The Lion’s Head Smoke & Brew Pub received the Castlegar & District Chamber of Commerce’s Business Excellence Award in October 2015.
“It was a huge, unexpected honour—especially since we were chosen by our peers,” Pyett said. “People thought we were crazy to bring craft beer to this area of the Kootenays, and it’s been an uphill battle, but now we’ve found that people really are adopting the Lion’s Head as their own place, and they’re taking pride in the fact that we’re successful. We really respect and value our consumers and patrons—it feels pretty amazing that people really want us to do well.”
Some important lessons that Pyett learned when he was fighting fires are ones that he transferred to his current work. “When you’re an emergency responder,” he said, “you need to be able to keep a clear head, make decisions and direct your team to make sure everybody is on board to achieve your objectives. Seeing what a group of people with a common goal can achieve is quite inspiring. I’m here to supply my team with the tools they need to do a great job. I want to see them be successful.”
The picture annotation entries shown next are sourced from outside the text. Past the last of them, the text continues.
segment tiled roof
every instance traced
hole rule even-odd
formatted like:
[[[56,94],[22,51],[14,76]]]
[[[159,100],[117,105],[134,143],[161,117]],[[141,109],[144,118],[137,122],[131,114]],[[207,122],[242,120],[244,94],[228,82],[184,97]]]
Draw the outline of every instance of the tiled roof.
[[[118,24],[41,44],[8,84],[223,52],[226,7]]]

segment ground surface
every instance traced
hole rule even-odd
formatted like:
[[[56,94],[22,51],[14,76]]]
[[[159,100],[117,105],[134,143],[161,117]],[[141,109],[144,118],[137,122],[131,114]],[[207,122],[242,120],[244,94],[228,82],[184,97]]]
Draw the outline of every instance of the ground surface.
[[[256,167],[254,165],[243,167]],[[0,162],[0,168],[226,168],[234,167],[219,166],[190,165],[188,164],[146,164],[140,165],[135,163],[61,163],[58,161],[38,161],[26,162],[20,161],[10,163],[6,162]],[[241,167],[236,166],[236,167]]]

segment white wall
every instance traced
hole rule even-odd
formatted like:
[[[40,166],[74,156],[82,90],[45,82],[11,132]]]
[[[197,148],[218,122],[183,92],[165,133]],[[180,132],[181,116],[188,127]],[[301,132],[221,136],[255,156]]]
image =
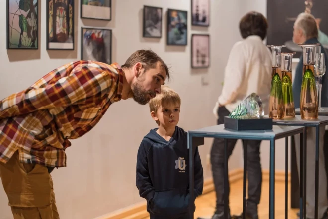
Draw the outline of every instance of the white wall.
[[[41,3],[42,1],[42,3]],[[46,3],[39,0],[41,44],[37,51],[6,50],[6,32],[0,32],[0,60],[2,71],[0,99],[24,89],[54,68],[80,59],[81,27],[107,27],[113,30],[113,61],[122,64],[135,50],[151,48],[171,66],[172,80],[168,85],[182,98],[179,125],[186,131],[216,124],[212,110],[221,92],[224,69],[231,47],[241,39],[238,30],[240,18],[248,11],[257,10],[266,14],[266,2],[262,0],[212,0],[210,26],[192,27],[190,0],[112,0],[112,20],[110,22],[82,20],[80,0],[75,0],[75,50],[46,50]],[[0,17],[6,19],[5,3],[2,3]],[[161,39],[142,37],[143,5],[163,8],[164,14]],[[167,8],[188,11],[188,45],[166,45],[165,31]],[[0,28],[6,29],[6,23]],[[209,33],[211,67],[190,68],[190,40],[193,33]],[[203,85],[202,80],[208,83]],[[129,121],[123,122],[121,118]],[[101,121],[89,133],[72,141],[67,150],[68,166],[52,173],[61,218],[91,219],[143,201],[135,186],[136,153],[143,137],[154,128],[147,106],[132,100],[112,105]],[[200,148],[204,177],[211,177],[207,157],[212,140],[206,139]],[[283,169],[284,150],[277,149],[277,169]],[[268,168],[268,145],[261,148],[262,165]],[[242,150],[239,143],[229,161],[229,168],[242,167]],[[282,165],[282,166],[281,166]],[[0,186],[0,219],[12,218],[7,199]]]

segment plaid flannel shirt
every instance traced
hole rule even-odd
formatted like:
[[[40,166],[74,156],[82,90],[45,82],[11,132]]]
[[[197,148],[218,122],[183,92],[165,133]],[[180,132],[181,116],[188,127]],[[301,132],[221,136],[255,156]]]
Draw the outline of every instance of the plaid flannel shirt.
[[[0,102],[0,162],[66,166],[70,139],[90,131],[121,98],[123,70],[82,60],[61,66]]]

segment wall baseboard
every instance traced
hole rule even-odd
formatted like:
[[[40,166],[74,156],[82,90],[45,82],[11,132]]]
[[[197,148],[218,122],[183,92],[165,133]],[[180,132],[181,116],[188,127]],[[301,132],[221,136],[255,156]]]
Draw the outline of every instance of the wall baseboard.
[[[229,182],[233,183],[240,180],[243,180],[243,169],[236,169],[229,171]],[[269,171],[262,170],[262,179],[263,181],[269,180]],[[275,182],[285,181],[285,171],[276,171],[275,174]],[[290,173],[288,172],[288,182],[290,182]],[[204,181],[203,194],[206,194],[214,190],[214,185],[212,178]],[[103,215],[94,219],[142,219],[149,216],[146,210],[146,203],[142,202],[127,208],[120,209],[114,212]]]

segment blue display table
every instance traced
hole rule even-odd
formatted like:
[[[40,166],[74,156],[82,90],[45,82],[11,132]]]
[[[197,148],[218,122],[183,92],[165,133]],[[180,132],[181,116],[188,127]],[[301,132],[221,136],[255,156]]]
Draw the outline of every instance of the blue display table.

Pyett believes that Castlegar has great potential to develop into a tourist destination, based on its beauty and resources.
“We have arguably the best rainbow trout fishing in the Columbia River right here in Castlegar,” he said. “We have incredible hiking, incredible mountain biking, incredible climbing. I look around and Castlegar isn’t really considered a tourist destination, and I believe it could be. We just need to make the pie bigger—offer a few more options—in order to attract more businesses and more residents.
“We need to stay relevant and make sure we’re offering an experience that’s comfortable and fun and recognizable as a Kootenay experience.”